Workers at TEPCO’s Fukushima Daiichi Nuclear Power Station work among underground water storage pools on 17 April 2013. Two types of above-ground storage tanks rise in the background. An IAEA expert team visited the site on 17 April 2013 as part of a mission to review Japan’s plans to decommission the facility. Photo: Greg Webb / IAEA / Wikimedia Commons


The Inertia

Dumping treated radioactive water into the ocean generally strikes most people as a bad idea. On its face it sure does sound dumb, but the United Nations nuclear watchdog has approved a plan for Japan to release a bunch of it from the Fukushima nuclear disaster into the Pacific Ocean.

The plan has been thoroughly studied by a handful of different agencies, all of which decided it was safe. Still, though, it’s making a lot of folks more than a little uncomfortable.

On July 4, the UN’s International Atomic Energy Agency (IAEA) handed their report to Japanese Prime Minister Fumio Kishida. It came to the conclusion that it was indeed okay to release the Fukushima Daiichi nuclear power station’s water into the sea.

It’s been more than a decade since that horrific tragedy. On March 11, 2011, a 9.0 magnitude earthquake hit off the coast of Japan. The subsequent tsunami killed more than 18,000 people and smashed into the Fukushima Daiichi nuclear power plant, destroying its power supply and the exceedingly important cooling stations. Without those stations, a nuclear meltdown occurs, which is obviously a very bad thing.
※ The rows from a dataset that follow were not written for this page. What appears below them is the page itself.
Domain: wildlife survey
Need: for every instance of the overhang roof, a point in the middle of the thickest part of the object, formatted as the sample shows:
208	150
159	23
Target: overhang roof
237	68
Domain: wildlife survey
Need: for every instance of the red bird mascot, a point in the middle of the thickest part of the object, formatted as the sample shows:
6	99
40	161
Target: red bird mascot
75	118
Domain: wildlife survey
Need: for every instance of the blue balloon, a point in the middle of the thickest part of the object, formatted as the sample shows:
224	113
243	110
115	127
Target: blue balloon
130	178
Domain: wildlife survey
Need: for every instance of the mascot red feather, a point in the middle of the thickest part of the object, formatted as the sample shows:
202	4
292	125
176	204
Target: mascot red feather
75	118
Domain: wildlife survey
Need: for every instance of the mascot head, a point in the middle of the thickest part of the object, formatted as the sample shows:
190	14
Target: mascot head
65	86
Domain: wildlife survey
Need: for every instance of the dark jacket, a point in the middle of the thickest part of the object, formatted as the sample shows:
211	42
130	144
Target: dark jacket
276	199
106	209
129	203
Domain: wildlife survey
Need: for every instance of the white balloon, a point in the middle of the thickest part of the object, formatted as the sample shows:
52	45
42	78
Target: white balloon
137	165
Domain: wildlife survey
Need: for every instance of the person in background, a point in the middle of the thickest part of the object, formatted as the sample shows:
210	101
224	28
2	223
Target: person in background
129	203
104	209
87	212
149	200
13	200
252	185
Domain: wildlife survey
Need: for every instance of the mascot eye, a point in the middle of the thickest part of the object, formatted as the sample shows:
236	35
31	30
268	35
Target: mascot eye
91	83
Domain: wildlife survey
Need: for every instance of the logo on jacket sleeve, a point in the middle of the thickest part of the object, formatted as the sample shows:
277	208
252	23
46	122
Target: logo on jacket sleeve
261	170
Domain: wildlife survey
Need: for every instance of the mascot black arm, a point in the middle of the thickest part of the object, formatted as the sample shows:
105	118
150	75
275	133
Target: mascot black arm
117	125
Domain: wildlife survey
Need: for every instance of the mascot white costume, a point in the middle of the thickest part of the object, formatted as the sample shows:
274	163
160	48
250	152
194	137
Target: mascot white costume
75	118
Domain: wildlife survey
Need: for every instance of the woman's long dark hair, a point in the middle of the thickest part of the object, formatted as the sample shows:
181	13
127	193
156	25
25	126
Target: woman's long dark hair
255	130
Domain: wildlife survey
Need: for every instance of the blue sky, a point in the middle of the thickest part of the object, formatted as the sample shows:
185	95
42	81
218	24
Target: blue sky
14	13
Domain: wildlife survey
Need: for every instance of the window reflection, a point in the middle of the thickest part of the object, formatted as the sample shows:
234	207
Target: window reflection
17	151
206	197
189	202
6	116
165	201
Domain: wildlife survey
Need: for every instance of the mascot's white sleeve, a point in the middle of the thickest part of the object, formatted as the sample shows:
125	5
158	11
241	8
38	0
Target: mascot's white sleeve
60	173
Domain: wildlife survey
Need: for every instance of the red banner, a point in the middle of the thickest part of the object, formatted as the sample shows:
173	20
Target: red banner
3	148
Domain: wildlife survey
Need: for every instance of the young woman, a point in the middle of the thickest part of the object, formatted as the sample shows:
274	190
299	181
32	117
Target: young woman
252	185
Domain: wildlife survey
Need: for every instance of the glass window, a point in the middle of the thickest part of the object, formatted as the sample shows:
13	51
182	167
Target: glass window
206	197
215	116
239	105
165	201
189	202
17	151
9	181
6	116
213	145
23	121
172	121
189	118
Despite the Japanese authorities’ best attempts, three of the reactors did just that, dumping way too much radiation into the atmosphere.

Now though, after 12 years, there’s still a whole bunch of wastewater sitting around. About 1,000 tanks were used to store the radioactive water — both from the tsunami and from the cooling systems around the reactors — and no one really knew what to do with it.
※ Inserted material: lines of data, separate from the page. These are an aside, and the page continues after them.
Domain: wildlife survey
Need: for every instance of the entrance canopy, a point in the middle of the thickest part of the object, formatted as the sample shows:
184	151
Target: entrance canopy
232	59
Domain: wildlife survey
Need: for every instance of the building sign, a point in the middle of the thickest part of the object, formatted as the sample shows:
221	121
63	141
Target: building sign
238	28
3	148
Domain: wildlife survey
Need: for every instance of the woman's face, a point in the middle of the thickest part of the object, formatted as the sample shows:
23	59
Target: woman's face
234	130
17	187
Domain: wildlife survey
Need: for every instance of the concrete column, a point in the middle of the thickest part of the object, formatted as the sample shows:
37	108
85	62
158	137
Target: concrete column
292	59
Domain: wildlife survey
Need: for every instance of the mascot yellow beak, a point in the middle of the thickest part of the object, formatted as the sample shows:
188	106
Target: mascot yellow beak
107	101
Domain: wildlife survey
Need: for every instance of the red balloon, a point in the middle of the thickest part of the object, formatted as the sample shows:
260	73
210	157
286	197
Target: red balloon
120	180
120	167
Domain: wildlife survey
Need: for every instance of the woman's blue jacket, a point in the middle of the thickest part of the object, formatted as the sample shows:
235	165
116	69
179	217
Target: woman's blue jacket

According to reports, there are about 1.3 million tons of of radioactive wastewater in Fukushima. It’s been treated relentlessly to remove most of the radioactive nuclides, but there’s still a bit of something called tritium. It’s not super dangerous, but it’s really hard to separate it from water. Before Japan releases that water, they’ll need to dilute the water to bring the tritium to below regulatory standards.

“Based on its comprehensive assessment, the IAEA has concluded that the approach and activities to the discharge of ALPS treated water taken by Japan are consistent with relevant international safety standards,” IAEA Director General Rafael Mariano Grossi wrote in the report. “Furthermore, the IAEA notes the controlled, gradual discharges of the treated water to the sea, as currently planned and assessed by TEPCO, would have a negligible radiological impact on people and the environment.”

Still, though, a lot of people hate the idea. Greenpeace, as you’d expect, is staunchly against the plan.

“The nations of the G7 have chosen politics over science and the protection of the marine environment with their decision today to support the Japanese government’s plans to discharge Fukushima radioactive waste water into the Pacific Ocean,” the organization wrote in a press release. “…The marine environment is under extreme pressure from climate change, overfishing and resource extraction. Yet, the G7 thinks it’s acceptable to endorse plans to deliberately dump nuclear waste into the ocean. Politics inside the G7 at Sapporo just trumped science, environmental protection, and international law.”

It’s unlikely that anyone’s qualms will affect the decision, though, and we’re likely to see the plan go ahead.